Overall Methodology

Microarray transcriptomics data from the blood of healthy individuals were obtained from public databases and pre-processed using the R and Bash programming languages. All platforms have been re-annotated to the most current versions of the human genome and non-coding RNA database. Then, all samples were used to create a new dataset consisting of representative samples of each age and transcribed in common to all platforms. Each transcript was treated as a time series in the following analyses, with each time point representing an age.

‌ First, highly age-correlated transcripts (AgingGenes) were identified. Each transcript was classified according to its type of correlation, which could be positive linear, negative or non-linear. Then, a co-expression analysis was performed to build a network (AgingNet) in which its nodes are represented by transcripts and their relationships are represented by the similarity between their expression profiles. Once the network was built, subgroups of genes with similar expression profiles over the ages were identified.

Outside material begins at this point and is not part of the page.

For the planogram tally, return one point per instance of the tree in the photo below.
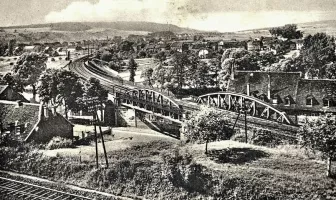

‌ All AgingGenes classes, as well as the AgingNet modules, were submitted to a pathway enrichment analysis, to elucidate the possible molecular mechanisms they would be representing. In addition, a Change-point Detection analysis was performed to identify at which times during life such molecular programs present changes in their transcriptional behaviour.

Figura 3.1. Fluxograma de análise. Resumo dos processos e análises realizadas no trabalho.